MECH-318 Absorption Check

Date: 2026-05-10 Status: complete Verdict: (B) Partially absorbed — empirical retirement-vs-promotion verdict deferred to V3-EXQ-543c successor on multi-rule-context substrate. Authoring context: GAP-I row of arc_062_rule_apprehension_plan.md. Provisional-registration flag on MECH-318 (registration_provisional_pending_meta_rl_absorption_check) commissioned this check. Sibling absorption checks for MECH-316 / MECH-317 are out of scope for this pass.

Question

Does the existing ree-v3 substrate already implement meta-RL recurrent rule-state representation (Wang et al. 2018; Duan et al. 2016 RL^2)? Or does MECH-318 require a new substrate?

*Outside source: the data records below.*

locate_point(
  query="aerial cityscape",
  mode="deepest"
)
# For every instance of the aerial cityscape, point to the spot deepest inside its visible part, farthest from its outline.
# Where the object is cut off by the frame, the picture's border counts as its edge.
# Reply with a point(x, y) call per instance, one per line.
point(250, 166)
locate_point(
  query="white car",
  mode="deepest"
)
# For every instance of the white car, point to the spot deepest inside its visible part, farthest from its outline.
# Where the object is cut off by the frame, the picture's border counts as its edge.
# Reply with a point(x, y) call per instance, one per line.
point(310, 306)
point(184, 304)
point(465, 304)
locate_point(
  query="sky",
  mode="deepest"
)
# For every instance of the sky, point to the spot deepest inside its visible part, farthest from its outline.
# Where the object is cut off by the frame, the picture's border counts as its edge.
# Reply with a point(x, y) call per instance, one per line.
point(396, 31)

The provisional registration anticipates two empirical outcomes:

“If V3-EXQ-543c (or a follow-on) demonstrates that the existing z_self / z_world latent recurrent state already supports the rule-state abstraction MECH-318 names, this claim should be retired (its function is absorbed into the existing latent stack). If V3-EXQ-543c shows that the latent stack is insufficient and a dedicated substrate is needed, MECH-318 promotes to active.” — claims.yaml MECH-318 evidence_quality_note

This memo is the architectural absorption check that determines what an empirical follow-on test even looks like. It identifies which existing substrates partially serve the function and where the remaining gap is.

Wang 2018 / Duan 2016 specification

The five load-bearing properties of meta-RL recurrent task-state representation:

#	Property	What the literature requires
W1	Recurrent network topology	LSTM (or GRU) hidden state evolves across time within a sequence.
W2	Trained across many task instances	Many-task training distribution; weights shaped by gradient descent over the task family, not by hand.
W3	Hidden state encodes task identity / rule-context	The recurrent state, by the end of a task instance, has converged to a representation that distinguishes the current task from sibling tasks in the training family. Not just immediate sensory state.
W4	Within-episode policy adaptation downstream of the recurrent state	The recurrent state biases action selection so the policy adapts to the inferred rule without weight updates inside the episode.
W5	Cross-episode hidden-state continuity (RL^2-specific)	Hidden state is carried forward across episodes within a task instance, so the agent accumulates evidence about the rule across multiple episodes. (Wang 2018’s “outer-loop” and Duan 2016’s defining design.)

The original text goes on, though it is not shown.